It’s not just music bosses who have sometimes erred horribly. Publishers rejected C.S Lewis, Agatha Christie, Dr Seuss and J.K. Rowling many times before they went on to sell millions of books. And the producers of countless blockbuster films - including Star Wars and Raiders of the Lost Ark - have tales of how the Hollywood studios rejected their ideas.

This inability extends way beyond the entertainment business. The telephone “is inherently of no value to us” wrote Western Union bosses in 1876. “The wireless music box has no imaginable commercial value” said some bosses at RCA. “There is no reason anyone would want a computer in their home” said Ken Olson of DEC in 1977. TV’s Dragons’ Den is following this pattern; the dragons have turned down several successful ideas.

All of this supports the observation of Sussex University’s Alex Coad, that success is pretty much impossible to predict. Venture capitalists know this: they expect many of their investments to fail, and hope that one or two great successes will offset the many failures. For this reason, the performance of VCTs is hugely variable: in the last five years the best has almost trebled your money whilst the worst has lost almost three-quarters of it.

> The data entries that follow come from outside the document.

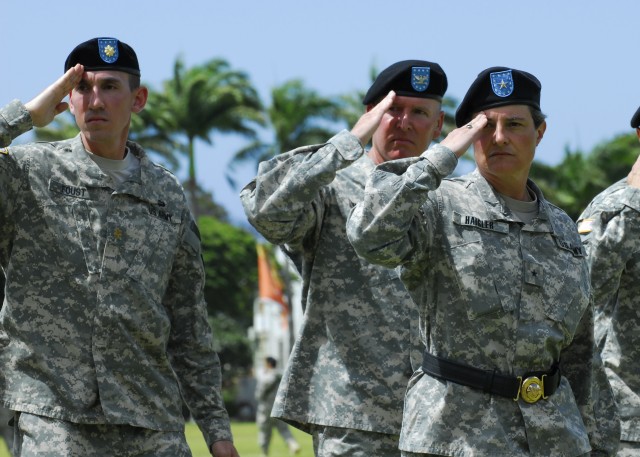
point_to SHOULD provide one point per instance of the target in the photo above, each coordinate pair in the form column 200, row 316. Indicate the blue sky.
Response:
column 584, row 52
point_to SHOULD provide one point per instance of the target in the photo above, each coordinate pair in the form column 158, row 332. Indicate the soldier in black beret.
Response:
column 117, row 340
column 609, row 230
column 338, row 386
column 490, row 264
column 509, row 99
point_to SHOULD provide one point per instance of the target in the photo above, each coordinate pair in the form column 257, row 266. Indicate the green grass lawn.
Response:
column 245, row 435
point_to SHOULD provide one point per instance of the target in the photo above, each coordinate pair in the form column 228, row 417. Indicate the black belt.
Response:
column 531, row 387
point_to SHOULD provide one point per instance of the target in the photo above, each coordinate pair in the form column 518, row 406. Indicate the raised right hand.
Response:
column 460, row 139
column 48, row 104
column 369, row 121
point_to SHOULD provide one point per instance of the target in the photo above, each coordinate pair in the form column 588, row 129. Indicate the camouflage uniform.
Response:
column 492, row 293
column 610, row 229
column 351, row 361
column 104, row 320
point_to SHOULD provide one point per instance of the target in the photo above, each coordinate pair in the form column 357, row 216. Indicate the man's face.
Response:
column 406, row 129
column 102, row 104
column 505, row 148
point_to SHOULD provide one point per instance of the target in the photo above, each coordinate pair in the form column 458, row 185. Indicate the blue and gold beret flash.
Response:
column 499, row 86
column 104, row 54
column 635, row 119
column 409, row 78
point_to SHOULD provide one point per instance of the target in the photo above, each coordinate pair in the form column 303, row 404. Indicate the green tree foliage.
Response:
column 200, row 100
column 298, row 116
column 579, row 177
column 230, row 261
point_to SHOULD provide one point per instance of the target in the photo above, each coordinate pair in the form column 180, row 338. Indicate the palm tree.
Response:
column 298, row 116
column 200, row 100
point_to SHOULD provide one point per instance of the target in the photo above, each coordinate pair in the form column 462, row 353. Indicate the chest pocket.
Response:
column 562, row 281
column 142, row 242
column 476, row 247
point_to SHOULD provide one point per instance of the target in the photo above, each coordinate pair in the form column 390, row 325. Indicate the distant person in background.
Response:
column 610, row 230
column 266, row 390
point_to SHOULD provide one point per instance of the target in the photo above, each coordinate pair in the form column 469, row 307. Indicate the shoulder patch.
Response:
column 585, row 226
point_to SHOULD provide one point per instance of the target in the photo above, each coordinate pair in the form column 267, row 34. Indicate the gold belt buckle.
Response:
column 531, row 389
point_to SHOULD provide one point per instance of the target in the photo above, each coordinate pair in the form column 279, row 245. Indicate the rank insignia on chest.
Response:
column 576, row 250
column 585, row 226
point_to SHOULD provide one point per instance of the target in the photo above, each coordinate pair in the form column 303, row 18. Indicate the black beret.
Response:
column 499, row 86
column 104, row 54
column 409, row 78
column 635, row 119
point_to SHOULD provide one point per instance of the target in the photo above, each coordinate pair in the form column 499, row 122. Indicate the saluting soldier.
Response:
column 610, row 230
column 345, row 379
column 104, row 327
column 501, row 282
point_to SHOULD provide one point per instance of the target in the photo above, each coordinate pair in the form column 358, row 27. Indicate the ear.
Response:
column 71, row 107
column 540, row 131
column 140, row 99
column 438, row 131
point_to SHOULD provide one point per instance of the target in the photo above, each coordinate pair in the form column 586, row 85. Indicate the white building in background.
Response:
column 274, row 326
column 274, row 329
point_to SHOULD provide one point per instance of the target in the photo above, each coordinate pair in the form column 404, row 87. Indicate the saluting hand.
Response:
column 48, row 104
column 460, row 139
column 369, row 121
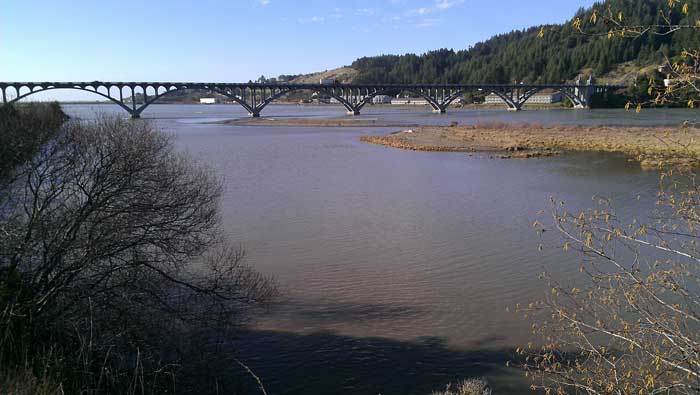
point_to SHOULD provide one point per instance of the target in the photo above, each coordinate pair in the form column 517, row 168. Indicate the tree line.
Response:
column 535, row 57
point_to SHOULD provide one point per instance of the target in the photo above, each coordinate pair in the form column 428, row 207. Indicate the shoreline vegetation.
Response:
column 652, row 147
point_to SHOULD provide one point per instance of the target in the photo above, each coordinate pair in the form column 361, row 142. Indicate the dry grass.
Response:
column 652, row 147
column 24, row 382
column 466, row 387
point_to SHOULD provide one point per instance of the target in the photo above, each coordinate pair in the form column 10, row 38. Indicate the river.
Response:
column 396, row 267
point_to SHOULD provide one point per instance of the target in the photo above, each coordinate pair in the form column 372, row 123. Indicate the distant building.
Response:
column 543, row 97
column 409, row 101
column 381, row 99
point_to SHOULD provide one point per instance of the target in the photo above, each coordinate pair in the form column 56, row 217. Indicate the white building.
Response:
column 538, row 98
column 381, row 99
column 409, row 101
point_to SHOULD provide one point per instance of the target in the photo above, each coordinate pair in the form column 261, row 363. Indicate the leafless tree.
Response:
column 112, row 236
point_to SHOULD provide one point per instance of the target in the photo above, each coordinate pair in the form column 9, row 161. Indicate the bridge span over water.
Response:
column 135, row 97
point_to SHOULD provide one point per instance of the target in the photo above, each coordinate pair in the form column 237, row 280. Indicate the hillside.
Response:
column 562, row 54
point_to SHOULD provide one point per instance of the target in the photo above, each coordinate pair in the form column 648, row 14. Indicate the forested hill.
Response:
column 560, row 55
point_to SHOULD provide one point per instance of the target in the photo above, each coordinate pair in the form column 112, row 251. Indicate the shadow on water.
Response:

Screenwriter William Goldman’s famous saying, “nobody knows anything” is, therefore, a good investment principle. Upside tail risk - the small chance of a massive payoff - is unpredictable. Sadly, though, investors often pay too much for this chance. Aim shares and newly-floated companies have, in aggregate, under-performed the main market for years perhaps because investors are overconfident about their ability to predict the unpredictable.

This, though, raises a question. I claim elsewhere that aggregate equity returns are partly predictable. So, how can it be that we can have some knowledge of the future in some places but not others?

The answer’s simple. Knowledge requires learning and learning requires a stable environment; if “O” sometimes meant “Z”, “S” or “E” we would find it very hard to learn to read. (This is one reason why knowledge might advance faster in the natural sciences than in the social ones: there is more stability across time and place in in nature than in societies and economies). And there is – to a degree – some stability in the aggregate market, in the sense that it’s plausible that the things that influenced it in the past, such as investors’ attitudes to risk, will influence it in future. But there’s less stability at the micro level. A new investment project, new film or new product has no antecedents; that’s what the word “new” means. The knowledge we’ve acquired in the past is, therefore, little help to us in assessing its chances of success – except to the extent that the new project might have some features in common with past ones.

My point here is a simple one, but is often forgotten. Investing is a philosophical activity, in the sense that it rests upon epistemology: what is it possible to know? A big reason why I favour tracker funds is that I believe the answer is: “very little”. The successful investor must distinguish between degrees of probability; some views are well-founded; some are reasonable probabilities; and others are wild punts.